それがである。 結婚して三年目の夏の夕方、妻がパートの仕事を終え、自転車の籠一杯に食料品を詰めてアパートに帰る途中、一台の暴走車が突然現れて、ハブさんの妻とその近くにいた数人をひき殺してしまった。 その車の主は酔っぱらった上に薬物を使用していたと一週間後に捕まった時に警察が言っていた。 そのおかげで尊い命があっと言う間に亡くなった。
そのころは監視カメラやスマフォもなく、その犯人を見つけるのに時間がかかった。 実際、誰もその瞬間を見た人間がおらず、見た人間は死んでしまっていた。 その犯人は事故のあと、すぐに町はずれの車の修理屋に塗装作業を頼んでいた。 そこのオーナーが怪しんで警察に連絡して、それで少し残っていた血痕が見つかり、それでお縄になったわけだ。

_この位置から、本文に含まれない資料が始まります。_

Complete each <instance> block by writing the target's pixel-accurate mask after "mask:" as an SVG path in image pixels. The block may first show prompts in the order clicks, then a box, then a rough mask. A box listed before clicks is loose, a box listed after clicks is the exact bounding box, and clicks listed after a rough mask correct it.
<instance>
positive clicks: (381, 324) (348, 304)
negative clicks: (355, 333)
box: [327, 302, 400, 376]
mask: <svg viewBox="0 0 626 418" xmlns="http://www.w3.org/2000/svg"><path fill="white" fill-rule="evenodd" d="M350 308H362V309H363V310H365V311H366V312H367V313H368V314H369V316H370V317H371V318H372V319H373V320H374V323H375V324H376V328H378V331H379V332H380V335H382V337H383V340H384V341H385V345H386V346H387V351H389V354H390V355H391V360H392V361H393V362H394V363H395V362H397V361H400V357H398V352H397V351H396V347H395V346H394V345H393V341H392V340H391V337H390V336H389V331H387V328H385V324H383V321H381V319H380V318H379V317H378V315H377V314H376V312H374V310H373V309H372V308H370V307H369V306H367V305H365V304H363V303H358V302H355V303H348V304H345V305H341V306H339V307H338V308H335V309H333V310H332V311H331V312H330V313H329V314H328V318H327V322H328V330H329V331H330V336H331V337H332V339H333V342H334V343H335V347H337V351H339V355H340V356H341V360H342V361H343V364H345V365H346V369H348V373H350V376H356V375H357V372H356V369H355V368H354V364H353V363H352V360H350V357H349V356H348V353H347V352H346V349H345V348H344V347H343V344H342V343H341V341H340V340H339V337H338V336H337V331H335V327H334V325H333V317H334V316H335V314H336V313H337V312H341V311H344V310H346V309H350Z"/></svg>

もっともそんなことはハブさんにはどうでもよかった。 棺に静かに横たわった妻を目の前になぜか涙が出なかった。 幸か不幸か顔にはまったく傷がなく、本当に寝ているだけのように見えた。
「リツコ・・・」
そう呼んでも妻は瞬きもしなかったし、よしんば返事もしなかった。 口元をにこりともさせなかった。
それ以来もう五十年近くなる。
五十年たつのにそれがまるで昨日のことのように心に突き刺さる。
「もういいかい?」
子供がかくれんぼをするときに周りを呼ぶように、ハブさんも眠れない夜などそう妻に向かって口にした。
もちろん返事など帰ってくるわけはなかった。
ただ、その時は違った。
「もういいよ。」
そう答えが心の中に響いた。 あたりを見渡したが誰もいなかった。